Start from the beginning
                                    

"Sıkılınca karalama yapmışlar herhalde." dedi çenesini kaşıyarak. Sonradan sıraya oturup yazdıklarını okumaya başladı.

"Bizim hakkımızdaki düşünceleri yazmışlar lan!" dedi büyük bir tepkiyle. "Hazır olun, başlıyorum." Yalandan öksürüp alnını kaşıdı. Ay benim salak sevgilim! "Dolunay bize göre dünyanın en neşeli ve tatlı insanlarından. Ne derdi kendisi, ha hatırladım, dondurmalar aşkına!" Bu sözden sonra elimi çenemin altına koyup Danla Bilic pozu attım. Ardından Eren okumaya devam etti.

"Eren bize göre dünyanın en maço erkeği. Tavırları biraz çocukçu, ayrıca ibne lan." Bu cümleden sonra kahkahalara boğulan bize, Eren öldürücü bakışlar atıyordu. Alp, kahkahasını yatıştırmaya çalışarak gözlerini kapattı.

"Lan," dedi gözlerini yavaşça aralarken. "Cümle alem ibne olduğunu biliyor."

"Altını oku altını." Berk'in sesiyle hepimiz görüş alanımızı sınıf kapısı olarak değiştirdik. Zümrüt gözlü gamzeli beyimiz sevgilisinin elinden tutmuş, boşta kalan elini de kapıya yaslamıştı. Ne kadar da bad boy bir çocuk! Şaka şaka, iğrenç bad boy.

"Şaka şaka. Eren, bizim gözümüzde adam gibi adam. Kimsenin hakkını yemeyen bir kişiliğe sahip. Korumacı tavrı var, bu da onu güzel kılan özelliklerden. Seviyoruz işte salak grup üyesini." Sonlara doğru gülümseyerek okuduğu cümleler karşısında Alp hızla Berk'in arkasına geçip ellerini çocuğun omuzlarına koydu.

"Sikecek şimdi belamı, koru lan beni!" Berk bu söz üzerine kahkaha atıp başını hayır, beni karıştırmayın dercesine salladı. Alp ise yarar gelmeyeceğini anlayınca hızla benim yanıma koştu. Arkama geçip, ellerini omuzlarıma koydu ve hayvan gibi olan boyunu kısaltmak için dizlerini büktü.

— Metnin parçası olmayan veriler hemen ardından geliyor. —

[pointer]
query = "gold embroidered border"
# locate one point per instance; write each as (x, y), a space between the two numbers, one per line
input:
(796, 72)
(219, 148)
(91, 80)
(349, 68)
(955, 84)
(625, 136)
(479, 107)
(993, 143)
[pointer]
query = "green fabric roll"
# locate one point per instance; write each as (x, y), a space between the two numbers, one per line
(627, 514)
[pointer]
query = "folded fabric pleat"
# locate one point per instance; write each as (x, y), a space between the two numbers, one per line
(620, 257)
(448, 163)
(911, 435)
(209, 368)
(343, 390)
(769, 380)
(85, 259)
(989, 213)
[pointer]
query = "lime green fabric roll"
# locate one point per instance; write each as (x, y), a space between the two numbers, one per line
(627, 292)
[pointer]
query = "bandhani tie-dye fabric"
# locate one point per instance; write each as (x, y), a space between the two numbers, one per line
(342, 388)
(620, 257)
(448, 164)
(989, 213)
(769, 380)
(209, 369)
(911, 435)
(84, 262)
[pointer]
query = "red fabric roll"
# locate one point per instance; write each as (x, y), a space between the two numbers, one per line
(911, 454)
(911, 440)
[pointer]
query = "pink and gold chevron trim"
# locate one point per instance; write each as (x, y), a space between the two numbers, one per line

"Koru beni sevgilinin gazabından ey dondurma aşığı insan!" Dudağımın kenarını kibirle kıvırıp başımı olumlu anlamda salladım. Koruyalım bakalım ne kadar koruyabileceksek!

"Bir bok yapmayacağım, duyacağını duydun zaten ödlek." dedi Eren dudağının kenarını havayla kıvırırken. Alp, yavaşça ellerini omuzlarımdan çekip Zeynep'in yanına ilerlemeye başladı. Zeynep, Alp'e Allah belanı vermesin bakışları gönderirken Tuğçe araya girdi.

"Şimdi siz tam olarak ne yapacaksınız?" Eren bir iki adım içerisinde tahtanın önüne varıp sırtını yasladı. Sağ elini cebine sokup havalı havalı gülümsedi.

"Şu koca sınıfı temizleyeceğiz." dedi çok kolay bir işmiş gibi omuz silkerken. Berk, ilk önce sınıfa sonra teker teker bizim yüzlerimize baktı.

"Siz mi? Oğlum ne anlarsınız temizlikten acaba?" Zeynep başını olumsuz anlamda sallayıp sindiği köşesinden çıktı. Sonunda yani, biraz daha söze girmeseydi öldüğünü falan düşünecektim.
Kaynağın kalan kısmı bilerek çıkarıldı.